In the five-patient cohort receiving 8 mg/kg MOR202 in combination with Pom/Dex, two patients reached a complete response (CR) and two patients a minor response (MR) (one of which is unconfirmed). Among the four patients treated with 8 mg/kg MOR202 in combination with Len/Dex and with a scheduled response assessment after one treatment cycle, two reached a partial response (PR) and one a very good partial response (VGPR).
MOR202 could be given in doses of up to 16 mg/kg as a 2-hour infusion to all patients. Infusion-related reactions (IRRs) were observed in 14% of evaluated patients (10% grade 1, 4% grade 2) and were mainly limited to the first infusion.
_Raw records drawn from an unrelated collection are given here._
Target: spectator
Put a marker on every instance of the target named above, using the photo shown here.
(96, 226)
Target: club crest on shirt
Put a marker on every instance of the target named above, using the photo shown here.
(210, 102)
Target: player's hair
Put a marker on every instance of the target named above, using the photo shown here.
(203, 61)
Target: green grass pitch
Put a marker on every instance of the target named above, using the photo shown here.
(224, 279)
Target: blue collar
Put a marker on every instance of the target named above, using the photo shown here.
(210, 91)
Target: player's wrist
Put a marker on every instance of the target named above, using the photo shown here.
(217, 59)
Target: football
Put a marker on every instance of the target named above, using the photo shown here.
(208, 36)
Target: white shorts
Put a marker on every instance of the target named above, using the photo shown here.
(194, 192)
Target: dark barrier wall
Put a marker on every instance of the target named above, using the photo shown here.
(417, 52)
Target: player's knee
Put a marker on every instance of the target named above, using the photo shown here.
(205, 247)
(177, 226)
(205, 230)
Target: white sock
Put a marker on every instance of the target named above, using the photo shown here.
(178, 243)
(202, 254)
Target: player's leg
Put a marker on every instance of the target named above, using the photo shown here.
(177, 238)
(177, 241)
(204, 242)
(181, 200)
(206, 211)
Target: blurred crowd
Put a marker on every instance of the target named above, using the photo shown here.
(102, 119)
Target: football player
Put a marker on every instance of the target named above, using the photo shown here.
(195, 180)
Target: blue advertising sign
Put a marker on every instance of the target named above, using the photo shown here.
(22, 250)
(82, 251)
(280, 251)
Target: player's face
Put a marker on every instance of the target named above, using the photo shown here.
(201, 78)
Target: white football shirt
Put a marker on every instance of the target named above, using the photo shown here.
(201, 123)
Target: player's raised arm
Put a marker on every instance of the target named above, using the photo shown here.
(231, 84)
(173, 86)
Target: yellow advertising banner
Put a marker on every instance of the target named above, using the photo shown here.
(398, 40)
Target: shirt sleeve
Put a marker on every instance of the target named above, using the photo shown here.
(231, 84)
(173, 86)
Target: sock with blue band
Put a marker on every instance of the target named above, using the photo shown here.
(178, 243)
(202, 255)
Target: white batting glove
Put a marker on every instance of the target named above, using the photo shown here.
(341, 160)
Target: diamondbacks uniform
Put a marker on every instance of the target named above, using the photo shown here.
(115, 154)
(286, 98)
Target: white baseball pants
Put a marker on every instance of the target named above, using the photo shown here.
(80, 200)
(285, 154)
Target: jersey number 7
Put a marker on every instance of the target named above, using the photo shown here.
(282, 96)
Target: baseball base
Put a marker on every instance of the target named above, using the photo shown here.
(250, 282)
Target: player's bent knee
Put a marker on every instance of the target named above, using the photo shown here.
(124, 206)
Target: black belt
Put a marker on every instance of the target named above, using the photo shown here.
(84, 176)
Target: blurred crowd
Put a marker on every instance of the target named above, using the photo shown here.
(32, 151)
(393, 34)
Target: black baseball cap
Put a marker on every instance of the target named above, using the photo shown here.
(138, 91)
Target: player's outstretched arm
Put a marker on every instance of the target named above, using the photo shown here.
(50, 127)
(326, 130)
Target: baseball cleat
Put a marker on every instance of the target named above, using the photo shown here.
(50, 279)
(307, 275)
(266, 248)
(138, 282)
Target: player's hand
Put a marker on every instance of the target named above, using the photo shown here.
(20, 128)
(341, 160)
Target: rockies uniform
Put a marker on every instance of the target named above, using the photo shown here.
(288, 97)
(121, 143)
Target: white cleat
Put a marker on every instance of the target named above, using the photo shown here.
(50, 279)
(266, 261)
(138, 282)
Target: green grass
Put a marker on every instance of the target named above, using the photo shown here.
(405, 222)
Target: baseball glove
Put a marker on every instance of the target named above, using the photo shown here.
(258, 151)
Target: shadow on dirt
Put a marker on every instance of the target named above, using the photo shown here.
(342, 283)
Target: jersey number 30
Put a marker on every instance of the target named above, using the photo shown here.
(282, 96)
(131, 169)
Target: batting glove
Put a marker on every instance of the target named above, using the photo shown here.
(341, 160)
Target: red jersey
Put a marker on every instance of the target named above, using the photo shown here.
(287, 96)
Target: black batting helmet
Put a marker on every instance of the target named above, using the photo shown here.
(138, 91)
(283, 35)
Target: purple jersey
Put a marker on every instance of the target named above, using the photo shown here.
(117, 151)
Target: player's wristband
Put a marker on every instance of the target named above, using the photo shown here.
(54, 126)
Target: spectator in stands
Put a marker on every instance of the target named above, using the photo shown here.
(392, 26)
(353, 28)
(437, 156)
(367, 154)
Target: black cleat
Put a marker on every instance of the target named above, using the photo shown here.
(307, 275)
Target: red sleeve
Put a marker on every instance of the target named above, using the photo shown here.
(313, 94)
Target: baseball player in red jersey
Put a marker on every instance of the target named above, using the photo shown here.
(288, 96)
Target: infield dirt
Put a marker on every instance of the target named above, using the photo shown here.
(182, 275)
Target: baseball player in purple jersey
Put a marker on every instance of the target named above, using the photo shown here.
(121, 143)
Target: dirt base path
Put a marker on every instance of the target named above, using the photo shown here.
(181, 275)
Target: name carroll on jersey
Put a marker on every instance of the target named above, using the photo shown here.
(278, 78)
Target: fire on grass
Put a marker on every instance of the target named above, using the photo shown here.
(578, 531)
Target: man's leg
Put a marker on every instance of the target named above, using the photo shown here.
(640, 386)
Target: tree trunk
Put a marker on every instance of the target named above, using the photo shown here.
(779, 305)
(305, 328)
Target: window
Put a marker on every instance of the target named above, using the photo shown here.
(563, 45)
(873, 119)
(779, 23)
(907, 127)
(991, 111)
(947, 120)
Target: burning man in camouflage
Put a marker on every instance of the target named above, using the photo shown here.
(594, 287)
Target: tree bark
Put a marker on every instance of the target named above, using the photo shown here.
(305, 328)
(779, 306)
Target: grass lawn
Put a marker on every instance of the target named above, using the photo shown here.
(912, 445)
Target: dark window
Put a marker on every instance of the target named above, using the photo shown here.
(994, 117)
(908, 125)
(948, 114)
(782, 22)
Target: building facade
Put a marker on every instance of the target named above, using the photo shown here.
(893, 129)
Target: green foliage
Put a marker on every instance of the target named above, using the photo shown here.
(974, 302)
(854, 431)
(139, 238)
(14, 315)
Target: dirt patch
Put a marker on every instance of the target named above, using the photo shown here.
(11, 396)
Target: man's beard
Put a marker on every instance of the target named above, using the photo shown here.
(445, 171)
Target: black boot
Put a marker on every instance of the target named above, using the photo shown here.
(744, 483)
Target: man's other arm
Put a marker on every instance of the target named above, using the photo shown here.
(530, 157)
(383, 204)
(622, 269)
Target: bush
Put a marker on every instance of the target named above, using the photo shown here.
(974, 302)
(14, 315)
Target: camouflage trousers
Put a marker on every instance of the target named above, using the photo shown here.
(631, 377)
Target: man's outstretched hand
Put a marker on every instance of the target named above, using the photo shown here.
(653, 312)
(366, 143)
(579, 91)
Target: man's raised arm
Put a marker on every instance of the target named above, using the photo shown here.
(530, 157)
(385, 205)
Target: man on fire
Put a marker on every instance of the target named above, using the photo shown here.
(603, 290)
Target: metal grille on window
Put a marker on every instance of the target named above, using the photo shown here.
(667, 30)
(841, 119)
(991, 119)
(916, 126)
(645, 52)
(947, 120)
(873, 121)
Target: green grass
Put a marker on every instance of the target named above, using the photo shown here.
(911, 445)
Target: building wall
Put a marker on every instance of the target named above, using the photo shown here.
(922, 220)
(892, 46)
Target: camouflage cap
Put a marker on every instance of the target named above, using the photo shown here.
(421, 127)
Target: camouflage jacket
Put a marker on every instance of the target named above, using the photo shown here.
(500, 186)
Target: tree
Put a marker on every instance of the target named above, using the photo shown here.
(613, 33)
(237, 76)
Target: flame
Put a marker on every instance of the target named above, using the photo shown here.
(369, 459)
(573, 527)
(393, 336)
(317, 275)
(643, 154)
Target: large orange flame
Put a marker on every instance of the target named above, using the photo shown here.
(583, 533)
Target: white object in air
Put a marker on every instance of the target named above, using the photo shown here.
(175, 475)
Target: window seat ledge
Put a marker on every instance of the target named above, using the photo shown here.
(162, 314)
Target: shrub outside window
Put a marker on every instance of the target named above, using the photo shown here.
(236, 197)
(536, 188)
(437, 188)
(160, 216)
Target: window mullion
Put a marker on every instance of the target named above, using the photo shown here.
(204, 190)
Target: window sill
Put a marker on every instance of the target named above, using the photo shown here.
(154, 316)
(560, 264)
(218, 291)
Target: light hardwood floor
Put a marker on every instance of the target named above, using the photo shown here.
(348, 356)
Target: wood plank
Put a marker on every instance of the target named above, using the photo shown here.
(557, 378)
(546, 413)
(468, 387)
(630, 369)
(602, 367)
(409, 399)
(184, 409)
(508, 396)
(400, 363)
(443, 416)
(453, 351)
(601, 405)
Moreover, first biomarker data on CD38 expression on plasma cells derived from bone marrow of all five MM patients with available second biopsies, suggested that the CD38 target molecule was preserved during MOR202 therapy comparing values at baseline and at cycle 2 day1. "Since we last reported data in December 2015, new and deep responses have been reported with MOR202 in combination with IMiDs. On the safety side, we were pleased to observe that MOR202 could be given to all patients in a 2-hour infusion time, with infusion-related reactions of grade 1 and 2 in only 14% of patients," commented Dr. Arndt Schottelius, Chief Development Officer of MorphoSys AG. "The dose escalation study will continue as planned, focusing on the combination treatment, in particular the upcoming cohorts of 16mg/kg MOR202 plus Pom/Dex and Len/Dex."